Rev. Rul. 2023-8: Prior ruling relating to expensing of research and experimentation expenditures obsolete

Rev. Rul. 2023-8 obsoletes Rev. Rul. 58-74 as of July 31, 2023

Expensing of research and experimentation expenditures

The IRS today released an advance version of Rev. Rul. 2023-8 [PDF 95 KB], which obsoletes Rev. Rul. 58-74 effective as of July 31, 2023, because there are insufficient facts in the ruling to properly analyze whether the taxpayer’s failure to deduct certain research and experimentation (R&E) expenditures, when it deducted other R&E expenditures, constituted a method of accounting or an error.

Prior to amendment by Pub. L. No. 115-97, commonly referred to as the Tax Cuts and Jobs Act (TCJA), section 174(a) permitted a taxpayer to currently deduct R&E expenditures (the “expense method”). If the expense method was adopted, it had to be used for all qualifying expenditures in the tax year adopted and for all subsequent years, unless the IRS Commissioner consented to a different method for all or part of the expenditures under former section 174(a)(3).

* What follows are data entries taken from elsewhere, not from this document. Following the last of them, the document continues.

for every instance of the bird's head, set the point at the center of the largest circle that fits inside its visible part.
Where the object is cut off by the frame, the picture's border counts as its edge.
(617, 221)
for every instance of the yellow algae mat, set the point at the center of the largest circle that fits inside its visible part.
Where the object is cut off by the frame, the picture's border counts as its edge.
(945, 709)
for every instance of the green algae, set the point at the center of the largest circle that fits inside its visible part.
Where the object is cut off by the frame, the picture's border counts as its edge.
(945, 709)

Rev. Rul. 58-74 provides that if a taxpayer adopted the expense method but failed to deduct expenses relating to the cost of obtaining a patent or other items of R&E expenditures for prior tax years to which the expense method is applicable, the taxpayer must file a claim for refund or amended return to deduct additional R&E expenditures in the year or years when the expenditures were paid or accrued. Rev. Rul. 58-74 further provides that the additional R&E expenditures cannot be treated as deferred and amortized under former section 174(b) or chargeable to capital account and subsequently amortized or written off upon abandonment of the project or projects because the Commissioner's consent to change a method of accounting was not obtained. Accordingly, the deduction for the additional R&E expenditures could be lost if the period of limitations on claims for credit or refund under section 6511 has expired and amended returns could not be timely filed.

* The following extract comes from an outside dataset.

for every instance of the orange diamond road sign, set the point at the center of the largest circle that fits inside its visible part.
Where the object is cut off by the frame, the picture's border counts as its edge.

The TCJA amended section 174 to provide that R&E costs incurred in tax years beginning after December 31, 2021, must be capitalized and amortized over five years if the research is performed in the United States and over 15 years if performed outside of the United States. The Treasury Department and the IRS are obsoleting Rev. Rul. 58-74 not because of the change in law under section 174, however, but because there are insufficient facts in the ruling to properly analyze whether the taxpayer’s failure to deduct certain R&E expenditures constituted a method of accounting or an error.

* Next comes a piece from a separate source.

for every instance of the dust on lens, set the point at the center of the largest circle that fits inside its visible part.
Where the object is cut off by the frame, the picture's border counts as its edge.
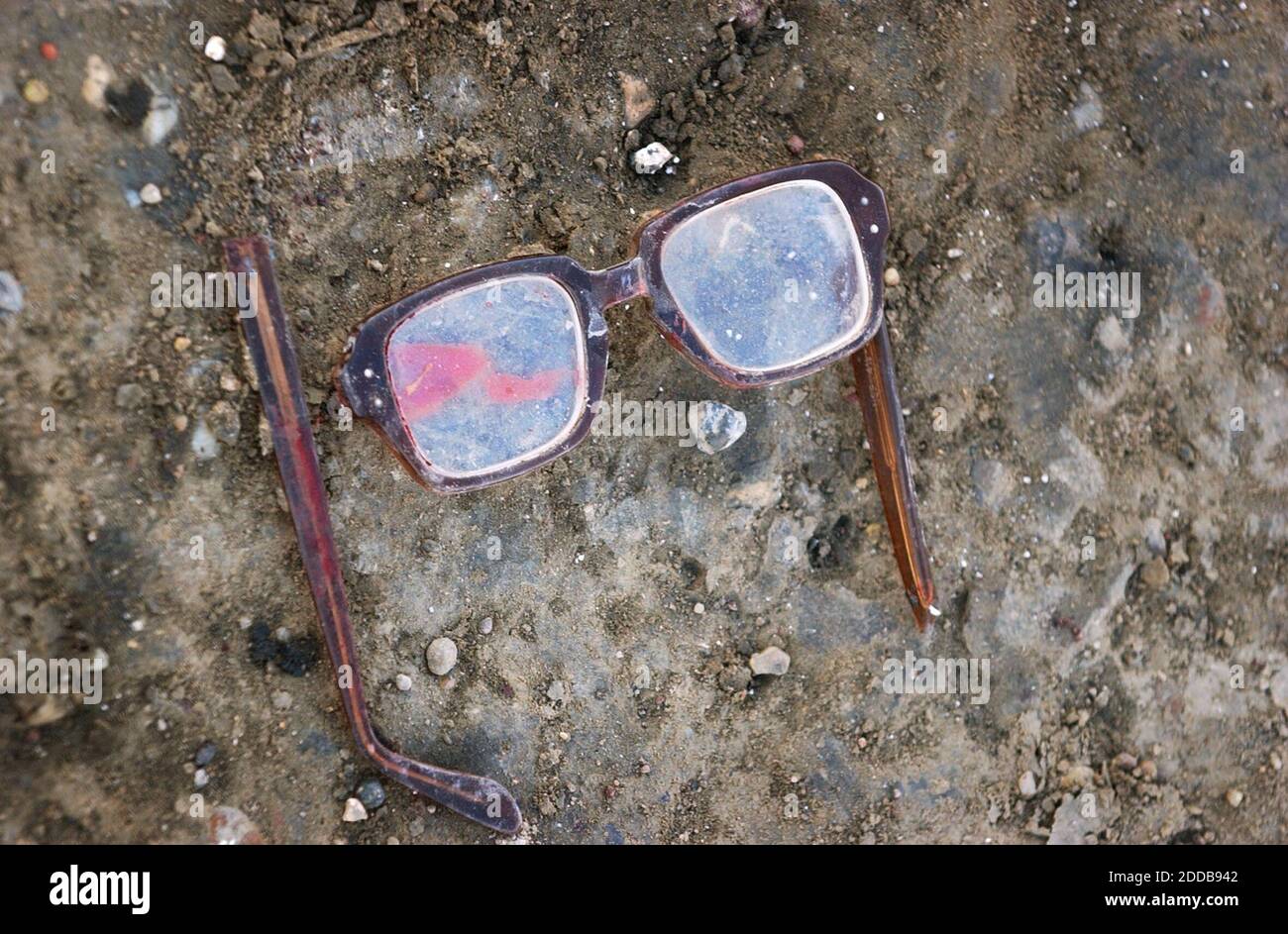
(490, 373)
(771, 278)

  • For example, Rev. Rul. 58-74 does not explain whether the taxpayer consistently treated the costs of obtaining a patent in determining its taxable income.
  • Rev. Rul. 58-74 also fails to describe the cause and extent of the deviation in the treatment of certain R&E expenditures that were not deducted.
  • If the facts demonstrate that a taxpayer has a change in method of accounting, then filing an amended return, refund claim, or administrative adjustment request (AAR) under section 6227 in reliance upon Rev. Rul. 58-74 would conflict with the statutory requirement that a taxpayer must secure the consent of the Commissioner to change a method of accounting.
  • Thus, Rev. Rul. 58-74 is no longer determinative.

Because Rev. Rul. 2023-8 obsoletes Rev. Rul. 58-74 as of July 31, 2023, a taxpayer may still file a claim for refund, amended return, or AAR in reliance on Rev. Rul. 58-74 prior to that date.